The morning when I woke without fear was the hospital. I wanted to know what was under my own thin drapes. Tired of being gauzy and waif,i I took my life into my own hands and held it tenderly at the dog eared corner at my favorite chapter floating on my back. 

I sat alone in the house that hugged me. Creaking motherless room. Without furniture. I came from North Carolina from the clay and the sun. Bare. From the color green. From the circle within the circle within the circle. I came from Georgia. From Alabama. Looping back. From the pupil sprawl produced by colonialism. 

I am solid though severed. Rejecting the blue eye in light of my own thick darkness. To think of a black woman healing herself. Is dangerous and desperate. Her herbs rising steam. 

Body burden. I'm only porous because of my skin. What sharpness seeps through? Swirls up toxic in my swollen throat? Disoriented, I injure myself because I've inherited accumulation. I didn't make this world. My cells know this body is a black woman. Most of its scars are not mine. 

I didn't know what my mother taught me until later. Her cup honey and hot and sit listening for the still small voice. It will be so still and so small. It will be easy to miss. Marigold pressed and living and dried. The scars are not mine. My cells remember this is a black woman.
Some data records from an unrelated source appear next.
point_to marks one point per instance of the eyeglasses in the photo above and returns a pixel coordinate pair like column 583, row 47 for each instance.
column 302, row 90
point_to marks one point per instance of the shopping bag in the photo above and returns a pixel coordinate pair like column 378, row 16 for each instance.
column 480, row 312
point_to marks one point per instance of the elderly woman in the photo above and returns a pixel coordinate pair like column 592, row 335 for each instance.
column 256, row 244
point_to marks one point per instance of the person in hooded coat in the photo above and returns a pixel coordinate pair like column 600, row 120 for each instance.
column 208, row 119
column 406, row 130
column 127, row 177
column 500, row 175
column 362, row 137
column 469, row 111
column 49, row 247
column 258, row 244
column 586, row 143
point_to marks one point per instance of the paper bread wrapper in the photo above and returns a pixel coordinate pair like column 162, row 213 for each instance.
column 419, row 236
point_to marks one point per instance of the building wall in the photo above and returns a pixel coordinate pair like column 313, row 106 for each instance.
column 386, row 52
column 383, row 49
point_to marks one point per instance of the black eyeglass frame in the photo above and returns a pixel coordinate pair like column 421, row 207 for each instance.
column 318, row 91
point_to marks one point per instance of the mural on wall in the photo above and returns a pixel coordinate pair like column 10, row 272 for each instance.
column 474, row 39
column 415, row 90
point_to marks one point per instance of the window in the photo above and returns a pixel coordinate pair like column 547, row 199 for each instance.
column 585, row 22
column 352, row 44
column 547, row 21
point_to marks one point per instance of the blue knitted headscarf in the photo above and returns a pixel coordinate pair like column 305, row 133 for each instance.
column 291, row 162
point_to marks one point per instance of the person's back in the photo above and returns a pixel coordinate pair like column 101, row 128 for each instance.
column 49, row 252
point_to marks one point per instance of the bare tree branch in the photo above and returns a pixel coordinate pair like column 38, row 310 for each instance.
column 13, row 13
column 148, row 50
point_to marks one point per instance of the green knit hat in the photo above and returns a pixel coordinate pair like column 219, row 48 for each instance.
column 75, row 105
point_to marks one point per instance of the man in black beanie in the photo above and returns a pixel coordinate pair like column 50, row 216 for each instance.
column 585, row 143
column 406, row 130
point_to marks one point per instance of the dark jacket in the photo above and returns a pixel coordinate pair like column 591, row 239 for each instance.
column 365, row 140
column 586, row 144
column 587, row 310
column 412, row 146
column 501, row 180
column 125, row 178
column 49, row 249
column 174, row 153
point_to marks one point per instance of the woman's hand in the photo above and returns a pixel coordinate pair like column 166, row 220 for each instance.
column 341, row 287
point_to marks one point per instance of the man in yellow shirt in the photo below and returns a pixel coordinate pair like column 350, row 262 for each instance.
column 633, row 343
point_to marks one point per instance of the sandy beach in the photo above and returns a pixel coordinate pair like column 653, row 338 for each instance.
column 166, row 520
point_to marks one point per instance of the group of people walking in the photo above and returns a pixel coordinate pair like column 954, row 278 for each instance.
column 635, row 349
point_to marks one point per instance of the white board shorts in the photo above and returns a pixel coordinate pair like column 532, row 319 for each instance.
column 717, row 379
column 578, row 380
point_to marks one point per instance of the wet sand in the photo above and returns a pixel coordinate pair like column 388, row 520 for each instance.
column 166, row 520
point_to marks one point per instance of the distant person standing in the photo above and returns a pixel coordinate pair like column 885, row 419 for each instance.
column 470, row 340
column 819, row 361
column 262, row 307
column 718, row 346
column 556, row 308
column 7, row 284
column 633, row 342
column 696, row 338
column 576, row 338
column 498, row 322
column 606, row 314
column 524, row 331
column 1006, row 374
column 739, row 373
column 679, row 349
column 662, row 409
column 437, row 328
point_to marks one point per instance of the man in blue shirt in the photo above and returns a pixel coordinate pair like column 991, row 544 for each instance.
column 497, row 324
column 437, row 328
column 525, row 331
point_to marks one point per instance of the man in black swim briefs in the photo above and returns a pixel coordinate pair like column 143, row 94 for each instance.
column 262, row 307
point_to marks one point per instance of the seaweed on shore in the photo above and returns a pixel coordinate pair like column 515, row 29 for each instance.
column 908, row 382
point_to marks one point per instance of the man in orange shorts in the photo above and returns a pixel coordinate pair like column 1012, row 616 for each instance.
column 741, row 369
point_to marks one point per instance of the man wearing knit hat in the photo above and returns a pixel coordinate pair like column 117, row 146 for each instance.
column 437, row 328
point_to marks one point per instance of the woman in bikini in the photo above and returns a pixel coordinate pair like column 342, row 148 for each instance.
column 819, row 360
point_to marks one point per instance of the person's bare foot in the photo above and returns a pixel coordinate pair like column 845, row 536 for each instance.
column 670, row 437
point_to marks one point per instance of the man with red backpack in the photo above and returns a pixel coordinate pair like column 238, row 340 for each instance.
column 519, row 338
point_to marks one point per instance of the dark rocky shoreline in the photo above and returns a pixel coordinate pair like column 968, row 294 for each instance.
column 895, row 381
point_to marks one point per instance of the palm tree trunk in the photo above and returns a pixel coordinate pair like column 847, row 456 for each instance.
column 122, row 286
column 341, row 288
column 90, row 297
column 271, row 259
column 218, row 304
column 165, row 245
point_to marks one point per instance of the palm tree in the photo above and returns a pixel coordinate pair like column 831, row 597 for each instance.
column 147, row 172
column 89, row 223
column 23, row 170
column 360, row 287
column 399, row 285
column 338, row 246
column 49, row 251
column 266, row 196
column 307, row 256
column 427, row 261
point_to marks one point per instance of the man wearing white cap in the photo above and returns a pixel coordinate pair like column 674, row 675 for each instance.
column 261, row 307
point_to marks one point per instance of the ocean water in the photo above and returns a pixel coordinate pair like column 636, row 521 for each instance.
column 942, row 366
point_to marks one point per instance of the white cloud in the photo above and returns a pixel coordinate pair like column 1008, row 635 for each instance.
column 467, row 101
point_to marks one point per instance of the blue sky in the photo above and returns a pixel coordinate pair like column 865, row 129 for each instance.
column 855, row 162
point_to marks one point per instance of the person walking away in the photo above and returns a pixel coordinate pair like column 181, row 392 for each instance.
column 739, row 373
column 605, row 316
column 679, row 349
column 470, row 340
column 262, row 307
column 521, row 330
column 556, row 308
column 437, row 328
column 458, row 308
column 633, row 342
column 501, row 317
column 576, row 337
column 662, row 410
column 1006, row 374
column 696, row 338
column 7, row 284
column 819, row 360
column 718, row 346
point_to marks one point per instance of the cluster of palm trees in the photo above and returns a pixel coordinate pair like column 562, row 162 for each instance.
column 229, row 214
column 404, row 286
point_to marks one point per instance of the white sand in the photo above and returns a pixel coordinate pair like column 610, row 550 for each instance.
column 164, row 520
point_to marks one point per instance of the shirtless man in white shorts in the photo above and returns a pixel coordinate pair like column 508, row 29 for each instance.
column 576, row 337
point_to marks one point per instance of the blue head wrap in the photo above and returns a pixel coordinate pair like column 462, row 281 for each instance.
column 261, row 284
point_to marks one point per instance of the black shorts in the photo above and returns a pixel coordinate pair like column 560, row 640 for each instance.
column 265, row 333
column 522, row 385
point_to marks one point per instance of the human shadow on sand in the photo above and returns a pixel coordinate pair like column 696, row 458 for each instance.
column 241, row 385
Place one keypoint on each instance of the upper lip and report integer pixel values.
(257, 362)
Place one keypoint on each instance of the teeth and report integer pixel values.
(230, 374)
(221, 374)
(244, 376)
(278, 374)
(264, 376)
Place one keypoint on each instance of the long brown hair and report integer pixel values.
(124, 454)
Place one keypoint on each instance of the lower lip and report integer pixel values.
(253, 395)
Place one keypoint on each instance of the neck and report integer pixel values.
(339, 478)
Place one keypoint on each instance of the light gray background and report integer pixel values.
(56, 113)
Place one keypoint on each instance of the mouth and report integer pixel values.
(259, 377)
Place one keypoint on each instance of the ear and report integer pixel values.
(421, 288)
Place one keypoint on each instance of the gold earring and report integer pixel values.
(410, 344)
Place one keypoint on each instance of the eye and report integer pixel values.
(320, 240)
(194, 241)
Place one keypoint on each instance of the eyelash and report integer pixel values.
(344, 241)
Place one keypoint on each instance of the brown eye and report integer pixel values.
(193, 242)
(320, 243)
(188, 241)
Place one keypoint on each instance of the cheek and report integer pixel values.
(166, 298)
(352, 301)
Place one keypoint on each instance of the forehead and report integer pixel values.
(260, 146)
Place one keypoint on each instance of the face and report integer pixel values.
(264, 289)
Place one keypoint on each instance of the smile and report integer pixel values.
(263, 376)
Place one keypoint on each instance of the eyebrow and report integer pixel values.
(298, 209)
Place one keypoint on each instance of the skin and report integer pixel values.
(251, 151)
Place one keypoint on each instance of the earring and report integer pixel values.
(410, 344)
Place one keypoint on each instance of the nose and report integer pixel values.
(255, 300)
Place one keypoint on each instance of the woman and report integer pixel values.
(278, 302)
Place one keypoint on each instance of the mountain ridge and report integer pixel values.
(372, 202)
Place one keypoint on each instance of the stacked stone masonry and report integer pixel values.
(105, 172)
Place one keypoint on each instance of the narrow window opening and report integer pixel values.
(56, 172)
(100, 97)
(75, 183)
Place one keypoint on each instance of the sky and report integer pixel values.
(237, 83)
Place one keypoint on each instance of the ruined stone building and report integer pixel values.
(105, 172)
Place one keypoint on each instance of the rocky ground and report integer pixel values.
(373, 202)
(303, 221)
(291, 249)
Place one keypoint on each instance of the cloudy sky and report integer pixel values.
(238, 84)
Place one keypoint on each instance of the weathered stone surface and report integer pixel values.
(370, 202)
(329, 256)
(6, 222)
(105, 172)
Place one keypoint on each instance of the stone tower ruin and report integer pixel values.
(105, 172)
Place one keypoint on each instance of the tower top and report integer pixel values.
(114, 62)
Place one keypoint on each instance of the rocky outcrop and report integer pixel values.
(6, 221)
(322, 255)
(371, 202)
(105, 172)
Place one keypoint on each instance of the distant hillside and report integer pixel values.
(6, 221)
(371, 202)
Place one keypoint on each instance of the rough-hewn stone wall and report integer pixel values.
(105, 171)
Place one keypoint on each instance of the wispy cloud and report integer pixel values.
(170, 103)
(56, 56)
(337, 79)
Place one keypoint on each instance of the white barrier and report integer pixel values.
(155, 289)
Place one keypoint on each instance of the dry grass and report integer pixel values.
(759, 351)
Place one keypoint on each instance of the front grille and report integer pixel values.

Teach me my own lavender stars. 

We can learn to mother ourselves.ii The peace lily from Oteria's funeral wilted very often without water. Rarely bloomed, so housebound. I had never thought to love myself until standing rootbound between the structures and their unfeeling metal. 

Cushion the unspeakable so it finds a voiceable tone cradled in the rough sable body. The nonmerits of life. Nowhere with the violets of death. We took Nina's rosebush from the old house. From the velvet woods in Alabama. 

It died in North Carolina without a rose. The sun took it. Drought. I am whole but my environment affects me. Below the surface. Burning white. Radiation. Pesticide. My roots tingle. My alchemical scalp. Later a rash. Retching. 

The morning I woke without fear I had the second head. The third eye. The trinity in black. The sky. The other sense, which is overlaid with static but comes through survival. Disobedient and resistant. For wanting to hold my own life in my own hands. 

The rootwork. Seal it up. what did i see to be except myself?iii I protect my body against raids with sandbags and herbs. An extra layer of earth that mental hygiene cannot penetrate. Devil's ivy. I dress myself in color. With stinging nettle and sage. Untwist my hair. Grow myself in salt in the bath in the country all alone in the house that hugged me. In the powerhouse of the cell. What runs through me. Hyacinth on the sill.iv 

i Merriam Webster: waif – A) a piece of property found (as washed up by the sea) but unclaimed B) stolen goods thrown away by a thief in flight. 

ii "We Can Learn To Mother Ourselves: The Queer Survival of Black Feminism 1968-1996" by Alexis Pauline Gumbs.

 iii Lucille Clifton "won't you celebrate with me?" iv Apollo did not allow Hades to claim Hyakinthos who was murdered out of jealousy. He made a flower from his spilled blood – hyacinth. Hyacinth bulbs are poisonous; they contain oxalic acid.

Nina Oteria

Nina Oteria is a poet living in Durham, North Carolina. She received her MFA in writing from Pratt and her BA in religion from Wake Forest University. Nina writes about nature, seeing, perceiving, and being a Black woman. She paints and is currently working on her first book.